Czytając wątki na forum zaobserwowałem, że kręcą się one wokół słowa "wycena" . Chciałbym zwrócić uwagę, że wycena giełdowa czyli kapitalizacja nie ma wiele wspólnego z wyceną przedsiębiorstwa. Pomijając metody wyceny przedsiębiorstwa i ich teorię w przypadku tej firmy może ona być warta np. 0 zł jak i 100 czy 200mln zł. Niestety nie da się tego stwierdzić bez danych o firmie , jej projektach i planach. Więc na dziś twierdzenie ze coś jest drogie czy tanie jest bez sensu.
Oczywiście "podmiot powiązany itd. ... " ma więcej danych niż rynek i może ma jakieś plany po uzyskaniu władztwa nad spólką, a może tylko chce odrobić błędną inwestycje ???? Tego nie wiemy.

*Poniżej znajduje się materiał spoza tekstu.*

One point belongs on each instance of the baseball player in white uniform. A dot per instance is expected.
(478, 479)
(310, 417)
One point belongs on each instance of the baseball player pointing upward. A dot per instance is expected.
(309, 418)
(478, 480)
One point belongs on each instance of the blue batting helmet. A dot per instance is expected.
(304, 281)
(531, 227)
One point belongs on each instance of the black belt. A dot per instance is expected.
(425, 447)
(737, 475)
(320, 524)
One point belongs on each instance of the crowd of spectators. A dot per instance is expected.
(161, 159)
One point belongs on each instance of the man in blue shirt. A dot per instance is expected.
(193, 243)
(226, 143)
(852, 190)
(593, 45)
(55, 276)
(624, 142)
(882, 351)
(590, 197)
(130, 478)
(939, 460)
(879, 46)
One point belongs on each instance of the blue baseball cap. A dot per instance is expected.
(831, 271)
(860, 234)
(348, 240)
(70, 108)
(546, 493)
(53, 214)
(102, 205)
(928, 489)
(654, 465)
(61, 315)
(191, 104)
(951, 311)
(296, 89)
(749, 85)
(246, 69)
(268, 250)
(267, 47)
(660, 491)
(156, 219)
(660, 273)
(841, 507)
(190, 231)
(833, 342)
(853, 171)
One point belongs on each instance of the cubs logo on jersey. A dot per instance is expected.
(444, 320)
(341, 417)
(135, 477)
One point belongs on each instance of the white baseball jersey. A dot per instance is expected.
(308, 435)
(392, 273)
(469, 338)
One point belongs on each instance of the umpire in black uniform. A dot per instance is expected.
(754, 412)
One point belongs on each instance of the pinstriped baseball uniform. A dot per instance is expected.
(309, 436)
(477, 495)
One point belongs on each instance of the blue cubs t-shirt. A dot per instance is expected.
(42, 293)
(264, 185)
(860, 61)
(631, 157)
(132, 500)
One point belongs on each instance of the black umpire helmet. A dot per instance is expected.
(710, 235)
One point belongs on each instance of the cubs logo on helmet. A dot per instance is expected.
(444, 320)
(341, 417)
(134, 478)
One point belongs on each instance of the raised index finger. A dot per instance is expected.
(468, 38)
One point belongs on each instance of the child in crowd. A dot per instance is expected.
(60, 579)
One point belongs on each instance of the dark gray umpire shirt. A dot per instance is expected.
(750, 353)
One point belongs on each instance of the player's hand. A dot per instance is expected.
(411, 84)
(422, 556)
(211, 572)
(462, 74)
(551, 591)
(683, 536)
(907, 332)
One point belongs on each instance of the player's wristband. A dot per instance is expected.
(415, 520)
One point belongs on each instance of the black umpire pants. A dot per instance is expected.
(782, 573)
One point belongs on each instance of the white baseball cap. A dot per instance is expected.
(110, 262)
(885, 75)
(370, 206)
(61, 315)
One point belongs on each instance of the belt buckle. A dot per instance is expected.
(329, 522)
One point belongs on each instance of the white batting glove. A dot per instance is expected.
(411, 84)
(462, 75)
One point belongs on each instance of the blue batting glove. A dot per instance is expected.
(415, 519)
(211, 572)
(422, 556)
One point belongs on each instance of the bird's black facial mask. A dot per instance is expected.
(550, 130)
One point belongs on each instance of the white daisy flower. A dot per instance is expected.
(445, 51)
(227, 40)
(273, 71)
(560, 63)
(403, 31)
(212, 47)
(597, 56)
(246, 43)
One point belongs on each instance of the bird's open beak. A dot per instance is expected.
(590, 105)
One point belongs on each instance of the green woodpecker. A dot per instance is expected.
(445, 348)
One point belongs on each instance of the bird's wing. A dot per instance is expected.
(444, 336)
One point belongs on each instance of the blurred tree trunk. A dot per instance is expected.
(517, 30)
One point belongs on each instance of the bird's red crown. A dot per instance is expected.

Faktem jest jedno - można te spólke kupić za mniej więcej kurs razy ilość akcji plus długi plus kary itp. To będzie i tak kwota prawdopodobnie grubo ponad 100mln /gdyby publikowali raporty można by było podać dokładnie/ . Do ceny przejęcia aby spólka mogła działać i przynosić zysk, należy dodać konieczny pieniądz obrotowy /kredyt, kapitał inwestora, kolejne emisje/. Zatem zalecam aby nie mówić, że wystarczy kupić sobie akcje za 30mln i to wystarczy aby Świat był piękny. Niestety tak nie jest, a błąd takiego rozumowania wynosi miliony. Prowadzona jest gra której bez danych nie można ocenić. Przypomne jak w każdym poście - rok finansowy skończył się 4 miesiące temu, pierwszy kwartał kolejnego roku 17 dni temu! I nieliczni te dane znają!